Einstmals, dreihundert Jahre sind seitdem vergangen, da ereignete sich im Fürstenschloss Schwerin gar Seltsames, ja Ungeheuerliches. Ein geheimnisvolles Männchen erschien plötzlich in den düsteren Kellergewölben und Gängen des altehrwürdigen Schlosses. Es verteilte, hast du nicht gesehen, mir nichts, dir nichts Ohrfeigen! Und verschwand.
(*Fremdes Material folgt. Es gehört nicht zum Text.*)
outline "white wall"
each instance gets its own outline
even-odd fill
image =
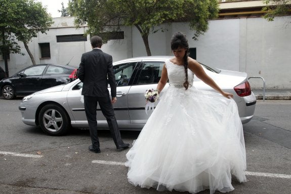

Furchtsam flüsterten die Leute, das könnte nur ein Geist sein, der hier sein Unwesen trieb. Manche frohlockten aber auch. Des Erzählens über den geheimnisvollen Zwerg war kein Ende.

***

Und das kam so. Die fürstliche Herrschaft benötigte zu ihrem Unterhalt im Schloss über vierhundert besoldete Bedienstete; Köche, Küchenjungen und Bratenwender, Kaffeesieder, Bäcker und Konditoren, und Essenträger und Wäscherinnen, Plätterinnen und Kammerjungfern und Jäger, Stallmeister und Pferdeburschen, Hofmaler, Musikanten und Tanzlehrer. Und viele, viele andere mehr, darunter auch einen Mundschenk. In seiner feinen Uniform stand er an der Speisetafel und achtete sorgsam darauf, die passenden Getränke für die verschiedenen Speisen vorzuschlagen und rechtzeitig nachzuschenken, wenn der Wein, das Bier oder der Cognac in den Gläsern der Herrschaften zur Neige gingen. Das war zwar eine Tätigkeit wie jede andere auch, solch ein Lakai stand jedoch bei Hofe in hohem Ansehen. Er war in der herzoglichen Rangordnung gleichgesetzt mit Professoren der Universität Rostock und den Bürgermeistern der Städte. Er arbeitete ja unmittelbar vor den Augen der fürstlichen Personen für deren Genuss. Was er servieren ließ, versetzte die Herren zudem meistens in gute Stimmung, so dass er sich auch eines besonderen Wohlwollens erfreute. Es hatte also schon sein Gutes, als Mundschenk den Dienst versehen zu können. Ein Mundschenk des Herzogs Friedrich Wilhelm am Anfang des 18. Jahrhunderts hieß Daniel Gardemin. In Güstrow geboren, entstammte er einer dort ansässigen Lakaienfamilie. Ob dadurch oder durch den Dienst an der herzoglichen Tafel, jedenfalls dünkte er sich was Besseres, wurde hochmütig und rechthaberisch, andere achtete er für gering. Sogar vor Gericht hatte er schon gestanden, weil er über andere schlecht geredet hatte. Verleumdung nannte man das in den Akten. Weil Herr Gardemin jedoch solch hohen Rang bekleidete, bekam er meist Recht. Schließlich wagte es niemand mehr, ihm zu widersprechen, jedenfalls nicht, wenn er im Rang unter ihm stand. Gegen Höhergestellte benahm sich Gardemin jedoch unterwürfig und dienstbar zuvorkommend. Er war eben ein richtiger Lakai.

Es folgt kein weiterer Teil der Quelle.